Optom Vis Sci. 2009 Dec;86(12):1337-45. doi: 10.1097/OPX.0b013e3181be9d9c.
To describe a modified bell retinoscopy (MBR) method for quantifying accommodative lag in children and to assess its repeatability and comparability with other techniques.
In MBR, the target is advanced toward the patient until the retinoscopic reflex is neutralized. A "standardized 40-cm target estimate" of lag was derived for each child using data from three retinoscope distances. Within-visit repeatability was assessed in normal children 5 to 23 months of age, a heterogeneous group of clinic patients, and a group of children with Down syndrome. Clinic patients were tested on separate days for between-visit repeatability and, also, with Nott retinoscopy (NR) and the monocular estimate method (MEM) on day 2.
MBR correlated with NR (r = 0.84) and MEM (r = 0.82). MBR and NR estimates were lower than MEM for high lags. Within-visit repeatability of the standardized 40-cm target estimate of MBR in normal children and clinic patients varied with the amount of lag (p < 0.0001). The repeatability index for 0.50 D lag was 0.49 D and for 1.00 D lag it was 0.80 D. Repeatability was similar in children with Down syndrome. In clinic patients, the between-visit repeatability index for 0.50 D lag was 0.60 D for the second estimate of each day, with lower repeatability for the first measure of each day.
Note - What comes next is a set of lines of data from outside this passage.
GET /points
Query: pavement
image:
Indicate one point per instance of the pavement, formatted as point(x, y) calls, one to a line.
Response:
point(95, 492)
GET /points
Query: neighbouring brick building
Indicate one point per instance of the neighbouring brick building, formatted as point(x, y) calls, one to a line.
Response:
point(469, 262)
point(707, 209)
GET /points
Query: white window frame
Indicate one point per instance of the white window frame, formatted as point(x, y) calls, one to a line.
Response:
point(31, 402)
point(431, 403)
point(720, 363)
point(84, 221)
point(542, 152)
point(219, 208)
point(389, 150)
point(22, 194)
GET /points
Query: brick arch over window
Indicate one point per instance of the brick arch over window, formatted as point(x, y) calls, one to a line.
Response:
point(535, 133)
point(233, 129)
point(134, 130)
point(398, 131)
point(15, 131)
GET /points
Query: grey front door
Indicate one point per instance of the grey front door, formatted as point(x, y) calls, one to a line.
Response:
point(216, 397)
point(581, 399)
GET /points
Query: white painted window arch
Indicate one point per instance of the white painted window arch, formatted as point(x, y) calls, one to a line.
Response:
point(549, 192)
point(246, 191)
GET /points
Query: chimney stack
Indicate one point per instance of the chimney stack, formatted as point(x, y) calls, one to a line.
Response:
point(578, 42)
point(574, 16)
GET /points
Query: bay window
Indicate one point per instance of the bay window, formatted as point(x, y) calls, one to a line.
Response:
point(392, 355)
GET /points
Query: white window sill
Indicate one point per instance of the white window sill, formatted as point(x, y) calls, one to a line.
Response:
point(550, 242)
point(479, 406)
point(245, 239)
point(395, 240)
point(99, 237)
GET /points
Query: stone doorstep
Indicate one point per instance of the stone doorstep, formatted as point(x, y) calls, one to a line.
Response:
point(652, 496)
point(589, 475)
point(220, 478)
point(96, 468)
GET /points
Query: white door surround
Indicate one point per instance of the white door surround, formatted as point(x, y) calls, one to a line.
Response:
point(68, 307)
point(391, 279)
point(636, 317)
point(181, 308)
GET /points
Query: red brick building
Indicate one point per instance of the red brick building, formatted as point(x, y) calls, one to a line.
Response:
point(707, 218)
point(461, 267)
Repeatability did not vary with age or refractive error. The decrease in repeatability with high lag may be attributable to spatial measurement error.
MBR estimates of accommodative lag correlate with traditional dynamic retinoscopy measures over a wide range of lags and show comparable repeatability. MBR may be a useful addition to the repertoire of clinical tools available for assessing accommodation in young children.
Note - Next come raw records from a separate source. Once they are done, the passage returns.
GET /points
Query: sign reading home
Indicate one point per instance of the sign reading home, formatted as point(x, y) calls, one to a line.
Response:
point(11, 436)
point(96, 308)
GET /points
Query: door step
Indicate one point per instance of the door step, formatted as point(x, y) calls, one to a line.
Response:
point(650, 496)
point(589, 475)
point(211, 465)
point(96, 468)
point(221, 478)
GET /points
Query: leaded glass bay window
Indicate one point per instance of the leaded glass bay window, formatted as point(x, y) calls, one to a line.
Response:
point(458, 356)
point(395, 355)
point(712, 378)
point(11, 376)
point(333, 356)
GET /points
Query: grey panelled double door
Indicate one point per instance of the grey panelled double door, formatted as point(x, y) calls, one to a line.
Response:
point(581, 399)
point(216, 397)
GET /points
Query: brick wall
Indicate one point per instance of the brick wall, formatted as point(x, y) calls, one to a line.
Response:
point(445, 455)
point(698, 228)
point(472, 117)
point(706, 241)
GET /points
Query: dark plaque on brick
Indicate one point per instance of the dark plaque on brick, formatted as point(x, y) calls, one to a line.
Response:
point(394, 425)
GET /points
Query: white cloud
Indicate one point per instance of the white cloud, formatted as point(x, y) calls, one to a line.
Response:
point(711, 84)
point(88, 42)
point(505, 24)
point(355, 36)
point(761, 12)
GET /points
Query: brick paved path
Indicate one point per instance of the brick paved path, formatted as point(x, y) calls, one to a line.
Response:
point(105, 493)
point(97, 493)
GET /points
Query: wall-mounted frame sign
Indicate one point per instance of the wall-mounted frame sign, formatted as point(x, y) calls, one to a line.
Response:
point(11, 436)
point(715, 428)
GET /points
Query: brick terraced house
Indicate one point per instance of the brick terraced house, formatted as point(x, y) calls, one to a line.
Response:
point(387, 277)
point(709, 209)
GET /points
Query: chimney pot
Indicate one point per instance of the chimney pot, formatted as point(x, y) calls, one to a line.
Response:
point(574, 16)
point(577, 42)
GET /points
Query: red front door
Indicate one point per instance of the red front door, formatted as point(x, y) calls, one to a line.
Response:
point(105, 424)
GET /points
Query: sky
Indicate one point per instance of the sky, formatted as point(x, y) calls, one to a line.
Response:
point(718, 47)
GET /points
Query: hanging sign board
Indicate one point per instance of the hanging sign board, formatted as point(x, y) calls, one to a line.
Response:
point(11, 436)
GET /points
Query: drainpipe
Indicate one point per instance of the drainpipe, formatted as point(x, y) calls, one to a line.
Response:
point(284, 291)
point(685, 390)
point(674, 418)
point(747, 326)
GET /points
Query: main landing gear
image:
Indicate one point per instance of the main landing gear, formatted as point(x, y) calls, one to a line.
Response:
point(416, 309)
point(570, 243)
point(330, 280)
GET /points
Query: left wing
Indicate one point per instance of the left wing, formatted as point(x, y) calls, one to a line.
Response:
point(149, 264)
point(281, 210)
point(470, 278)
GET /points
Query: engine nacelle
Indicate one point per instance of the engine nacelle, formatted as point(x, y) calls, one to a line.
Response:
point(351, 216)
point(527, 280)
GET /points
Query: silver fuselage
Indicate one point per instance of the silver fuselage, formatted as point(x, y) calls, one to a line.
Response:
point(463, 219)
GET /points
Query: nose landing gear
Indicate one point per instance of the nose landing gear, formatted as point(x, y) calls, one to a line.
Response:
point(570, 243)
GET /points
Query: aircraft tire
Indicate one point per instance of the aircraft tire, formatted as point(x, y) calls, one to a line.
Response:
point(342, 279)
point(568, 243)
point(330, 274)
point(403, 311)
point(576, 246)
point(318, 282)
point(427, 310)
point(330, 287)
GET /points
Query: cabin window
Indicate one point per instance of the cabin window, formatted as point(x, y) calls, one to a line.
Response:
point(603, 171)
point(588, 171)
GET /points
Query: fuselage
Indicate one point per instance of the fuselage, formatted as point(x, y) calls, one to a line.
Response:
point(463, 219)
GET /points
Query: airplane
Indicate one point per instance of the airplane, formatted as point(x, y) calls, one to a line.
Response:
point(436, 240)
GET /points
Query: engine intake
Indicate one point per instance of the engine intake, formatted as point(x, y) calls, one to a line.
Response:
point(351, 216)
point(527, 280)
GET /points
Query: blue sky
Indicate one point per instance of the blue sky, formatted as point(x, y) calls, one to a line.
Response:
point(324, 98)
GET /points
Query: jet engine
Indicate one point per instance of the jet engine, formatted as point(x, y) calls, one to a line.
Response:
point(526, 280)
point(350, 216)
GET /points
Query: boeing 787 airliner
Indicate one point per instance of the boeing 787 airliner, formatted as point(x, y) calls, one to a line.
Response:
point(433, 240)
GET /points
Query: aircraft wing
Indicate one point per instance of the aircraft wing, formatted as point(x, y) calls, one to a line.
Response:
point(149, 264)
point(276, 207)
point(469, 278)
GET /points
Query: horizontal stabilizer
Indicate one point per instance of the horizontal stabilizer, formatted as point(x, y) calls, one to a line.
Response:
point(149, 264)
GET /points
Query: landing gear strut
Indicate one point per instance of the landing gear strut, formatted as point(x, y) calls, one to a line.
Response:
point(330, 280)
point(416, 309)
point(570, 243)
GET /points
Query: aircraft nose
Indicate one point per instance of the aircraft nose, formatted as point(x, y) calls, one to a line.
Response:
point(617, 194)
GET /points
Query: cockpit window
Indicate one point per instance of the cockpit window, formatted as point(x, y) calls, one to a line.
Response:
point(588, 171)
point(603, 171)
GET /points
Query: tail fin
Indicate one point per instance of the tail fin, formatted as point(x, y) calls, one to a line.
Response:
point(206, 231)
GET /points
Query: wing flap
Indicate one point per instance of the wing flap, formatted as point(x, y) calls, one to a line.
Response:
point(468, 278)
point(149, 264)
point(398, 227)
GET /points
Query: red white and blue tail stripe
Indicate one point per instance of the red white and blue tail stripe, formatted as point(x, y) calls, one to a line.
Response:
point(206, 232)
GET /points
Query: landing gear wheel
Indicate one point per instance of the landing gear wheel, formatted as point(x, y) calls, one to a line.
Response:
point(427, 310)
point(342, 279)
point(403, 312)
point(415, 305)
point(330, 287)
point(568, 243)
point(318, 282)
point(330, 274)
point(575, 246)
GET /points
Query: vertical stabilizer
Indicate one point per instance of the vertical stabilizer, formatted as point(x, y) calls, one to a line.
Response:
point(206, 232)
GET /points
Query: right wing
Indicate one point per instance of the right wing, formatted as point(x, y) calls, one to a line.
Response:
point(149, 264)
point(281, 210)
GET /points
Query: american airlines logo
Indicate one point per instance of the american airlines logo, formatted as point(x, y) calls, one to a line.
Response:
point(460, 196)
描述一种改良的检影验光法(MBR),用于量化儿童的调节滞后,并评估其与其他技术相比的可重复性和可比性。
在MBR中,将目标物向患者推进,直到检影反射被中和。利用来自三个检影镜距离的数据,为每个儿童得出调节滞后的“标准化40厘米目标估计值”。在5至23个月大的正常儿童、一组临床异质性患者以及一组唐氏综合征儿童中评估了访内重复性。临床患者在不同日期进行测试,以评估访间重复性,并且在第2天还使用诺特检影验光法(NR)和单眼估计法(MEM)进行测试。
MBR与NR(r = 0.84)和MEM(r = 0.82)相关。对于高度数的调节滞后,MBR和NR的估计值低于MEM。正常儿童和临床患者中MBR的标准化40厘米目标估计值的访内重复性随调节滞后量而变化(p < 0.0001)。0.50D调节滞后的重复性指数为0.49D,1.00D调节滞后的重复性指数为0.80D。唐氏综合征儿童的重复性相似。在临床患者中,0.50D调节滞后的访间重复性指数在每天的第二次测量中为0.60D,每天的第一次测量重复性较低。重复性不随年龄或屈光不正而变化。高调节滞后时重复性的降低可能归因于空间测量误差。
MBR对调节滞后的估计在广泛的调节滞后范围内与传统动态检影验光测量相关,并且显示出可比的可重复性。MBR可能是可用于评估幼儿调节功能的临床工具库中的一个有用补充。